Mais parlons du terrorisme. Si Dieu est seul à décider le moment et la façon dont la violence est permise, alors il faut avoir une idée claire de ce qu’il dit, de ce qu’il veut, de ce qu’il enjoint, de ce qu’il impose. Il est supposé s’exprimer d’une manière irréfutabl­ement claire, en tout cas pour tous les êtres qui ont foi en son existence. Tout ce qu’il préconise, prêche et décrète ne devrait pas pouvoir être discuté, du moins par ceux qui croient en lui, c’est-à-dire qui l’ont créé de toutes pièces. Dans les colonnes de « l’Obs », nous avons depuis longtemps adjuré les plus hauts représenta­nts des trois religions, qui réfèrent à des textes sacrés différents, de s’unir pour une fois afin de rédiger ensemble un seul texte. C’est un combat sur lequel le grand anthropolo­gue Mohammed Arkoun avait donné son accord, et avant lui le cardinal Jean-Marie Lustiger et le grand rabbin Sirat qui en avaient approuvé l’inspiratio­n et la recherche.

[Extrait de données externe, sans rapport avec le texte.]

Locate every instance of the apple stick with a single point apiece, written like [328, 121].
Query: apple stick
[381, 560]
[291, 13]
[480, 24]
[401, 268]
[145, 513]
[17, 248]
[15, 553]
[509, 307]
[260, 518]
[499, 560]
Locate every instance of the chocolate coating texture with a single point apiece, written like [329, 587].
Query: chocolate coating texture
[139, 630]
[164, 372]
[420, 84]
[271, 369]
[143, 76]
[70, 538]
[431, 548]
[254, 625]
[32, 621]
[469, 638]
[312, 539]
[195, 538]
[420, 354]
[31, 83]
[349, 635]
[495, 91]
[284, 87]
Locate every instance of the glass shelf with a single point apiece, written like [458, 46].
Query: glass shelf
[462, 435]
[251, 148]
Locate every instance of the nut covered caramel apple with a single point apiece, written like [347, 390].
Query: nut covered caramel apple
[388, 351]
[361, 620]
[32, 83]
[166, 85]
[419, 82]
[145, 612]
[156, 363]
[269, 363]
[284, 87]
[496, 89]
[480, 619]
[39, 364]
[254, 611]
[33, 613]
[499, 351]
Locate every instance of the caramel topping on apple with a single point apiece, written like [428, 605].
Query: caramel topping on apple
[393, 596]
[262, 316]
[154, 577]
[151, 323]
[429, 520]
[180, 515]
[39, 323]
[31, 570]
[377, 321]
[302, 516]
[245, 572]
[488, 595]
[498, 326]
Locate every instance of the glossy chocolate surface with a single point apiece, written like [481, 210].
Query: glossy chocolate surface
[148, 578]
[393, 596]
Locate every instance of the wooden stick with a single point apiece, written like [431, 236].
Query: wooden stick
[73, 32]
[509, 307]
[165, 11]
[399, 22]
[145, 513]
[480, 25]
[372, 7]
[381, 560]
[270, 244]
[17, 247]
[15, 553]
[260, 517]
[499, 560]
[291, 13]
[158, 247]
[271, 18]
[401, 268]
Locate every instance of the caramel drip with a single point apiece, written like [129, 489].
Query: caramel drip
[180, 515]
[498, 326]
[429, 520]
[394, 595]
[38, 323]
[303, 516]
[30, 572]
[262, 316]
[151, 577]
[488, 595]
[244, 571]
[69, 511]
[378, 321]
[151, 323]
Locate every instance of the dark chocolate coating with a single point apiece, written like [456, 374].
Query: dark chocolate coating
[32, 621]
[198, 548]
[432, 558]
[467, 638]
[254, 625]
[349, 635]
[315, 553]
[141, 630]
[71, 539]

De quoi s’agit-il ? En voici le résumé : en principe Dieu ne veut que le bien, mais les hommes se sont arrangés pour donner un sens différent au mot « bien », et pour prêter à Dieu des préférence­s et divers peuples élus. Depuis toujours ces peuples se sont affrontés parce que le dieu de chacun n’était pas celui des autres, et qu’il faisait preuve de jalousie et d’une effroyable intransige­ance. Les trois peuples monothéist­es avaient tous des textes sacrés qu’ils ont passé leur vie à commenter mais aussi à brandir. Ils n’ont jamais réussi à se mettre d’accord. Ni Moïse, ni Jésus, ni Mahomet ne parlent vraiment le même langage, mais c’est un fait que ce sont les musulmans qui sont désormais les plus divisés entre eux.

Si l’on admet cette conception, même réductrice ou simpliste de l’histoire, il devrait être clair que les musulmans doivent commencer par se mettre d’accord, comme ont pu souvent réussir à le faire les juifs et les chrétiens. Ne croyez pas que j’aille trop vite en besogne et d’une manière trop simpliste. Tant qu’il n’y aura pas une communauté musulmane rejoignant les autres communauté­s pour affirmer que seuls sont sacrés les textes qui condamnent la violence quelle qu’elle soit et d’où qu’elle vienne, on ne voit pas quelle force pourrait s’opposer aux massacres qui enténèbren­t une histoire qui est aussi bien la leur que la nôtre.